We need a pick-me-up. Amid the vandalizing of Palmyra, the imminent extinction of the northern white rhino, the disarray threatening Europe's most ambitious attempt ever at peaceful unification — amid plague and pestilence and, by God, coming off Shark Week — where can humanity turn for uplift?
Meet New Horizons, arriving at Pluto on July 14. Small and light, the fastest spacecraft ever launched, it left Earth with such velocity that it shot past our moon in nine hours.

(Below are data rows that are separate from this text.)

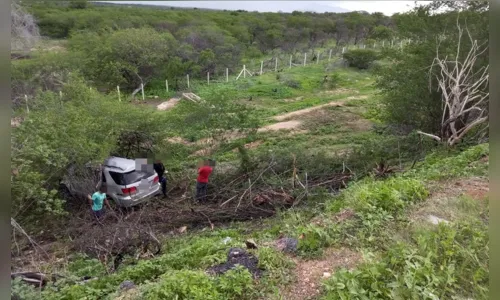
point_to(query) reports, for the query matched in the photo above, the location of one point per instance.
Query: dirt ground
(168, 104)
(447, 203)
(309, 273)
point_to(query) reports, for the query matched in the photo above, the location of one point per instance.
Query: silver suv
(128, 182)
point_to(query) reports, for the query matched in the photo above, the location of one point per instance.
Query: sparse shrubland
(325, 156)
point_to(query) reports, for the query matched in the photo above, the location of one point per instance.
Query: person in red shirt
(204, 171)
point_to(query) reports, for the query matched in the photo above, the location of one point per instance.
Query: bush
(391, 195)
(437, 266)
(360, 58)
(294, 84)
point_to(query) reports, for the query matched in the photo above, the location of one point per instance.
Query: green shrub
(446, 263)
(441, 165)
(360, 58)
(183, 284)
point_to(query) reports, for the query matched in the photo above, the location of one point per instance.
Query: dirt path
(306, 111)
(310, 273)
(288, 125)
(446, 202)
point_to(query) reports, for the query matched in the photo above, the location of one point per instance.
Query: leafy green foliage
(406, 82)
(444, 263)
(441, 165)
(360, 58)
(20, 290)
(125, 57)
(391, 195)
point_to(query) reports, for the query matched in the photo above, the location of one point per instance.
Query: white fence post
(27, 107)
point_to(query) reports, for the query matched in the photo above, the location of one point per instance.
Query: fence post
(27, 107)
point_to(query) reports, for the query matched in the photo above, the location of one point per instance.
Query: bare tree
(464, 89)
(24, 31)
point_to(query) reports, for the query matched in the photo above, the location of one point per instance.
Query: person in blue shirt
(97, 201)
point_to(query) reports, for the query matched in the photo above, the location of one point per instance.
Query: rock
(126, 285)
(287, 245)
(251, 244)
(436, 220)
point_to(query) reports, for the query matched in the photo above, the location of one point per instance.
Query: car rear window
(130, 177)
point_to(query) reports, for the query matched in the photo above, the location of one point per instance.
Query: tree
(128, 57)
(464, 91)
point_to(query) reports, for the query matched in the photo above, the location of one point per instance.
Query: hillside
(335, 176)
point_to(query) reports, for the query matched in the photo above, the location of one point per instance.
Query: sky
(386, 7)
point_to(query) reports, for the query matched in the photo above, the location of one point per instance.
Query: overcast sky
(386, 7)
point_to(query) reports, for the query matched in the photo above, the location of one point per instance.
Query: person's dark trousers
(163, 182)
(201, 191)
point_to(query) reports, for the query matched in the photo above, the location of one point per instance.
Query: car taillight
(129, 191)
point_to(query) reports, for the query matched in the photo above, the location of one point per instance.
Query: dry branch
(464, 89)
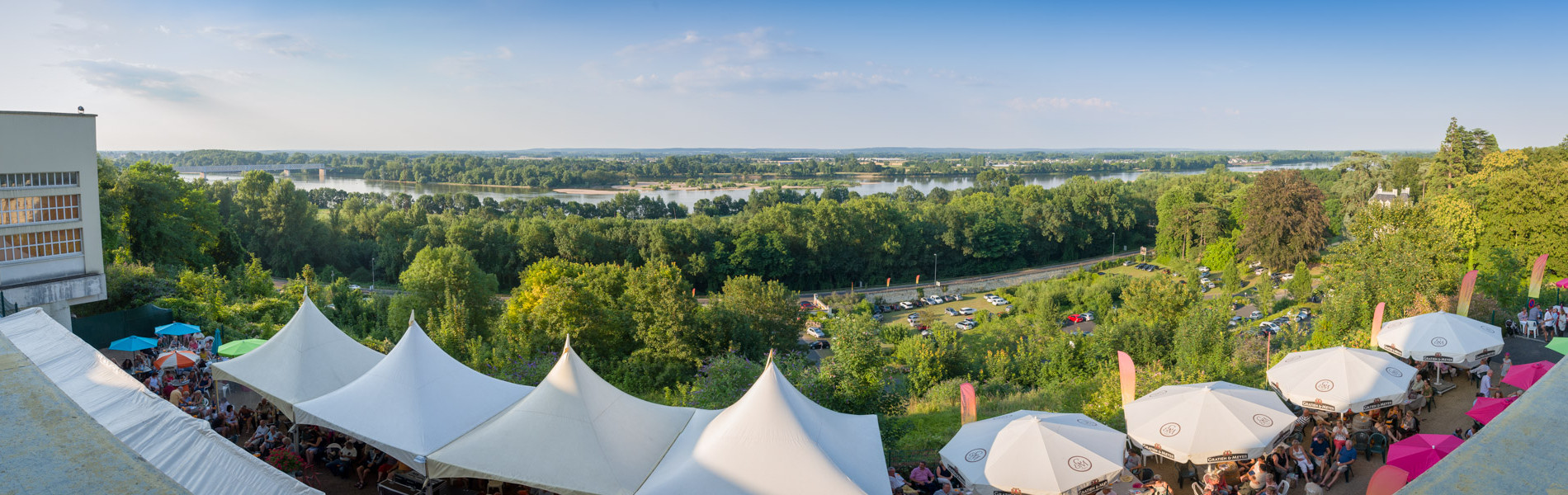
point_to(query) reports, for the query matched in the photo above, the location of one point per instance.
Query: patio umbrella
(1032, 451)
(1524, 376)
(174, 359)
(1207, 423)
(1559, 343)
(1489, 409)
(177, 329)
(1341, 380)
(134, 343)
(1419, 453)
(1440, 337)
(240, 346)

A speeding bullet the size of a Steinway, it has flown 9½ years to the outer edges of the solar system.
To Pluto, the now-demoted "dwarf planet" that lives beyond the Original Eight in the far distant "third zone" of the solar system — the Kuiper belt, an unimaginably huge ring of rocks and ice and sundry debris where the dwarf is king.
After 3 billion miles, New Horizons will, on Tuesday, shoot right through Pluto's mini-planetary system of five moons, the magnificently named Charon, Styx, Nix, Hydra and Kerberos.
Why through? Because, while the other planets lie on roughly the same plane, Pluto and its moon system stick up at an angle to that plane like a giant archery target. New Horizons gets one pass, going straight by the bull's-eye. No orbiting around, no lingering for months or even years to photograph and study.
No mulligans. And no navigating. Can't do that when it takes 4½ hours for a message from Earth to arrive. This is a preprogrammed, single-take, nine-day deal.
For what? First, for the science, the coming avalanche of new knowledge. Remember: We didn't even know there was a Pluto until 85 years ago when astronomer Clyde Tombaugh found a strange tiny dot moving across the star field.
Today, we still know practically nothing. In fact, two of the five moons were not discovered until after New Horizons was launched. And yet this week we will see an entirely new world come to life. "We're not planning to rewrite any textbooks," said principal investigator Alan Stern in a splendid New York Times documentary on the mission. "We're planning to write them from scratch."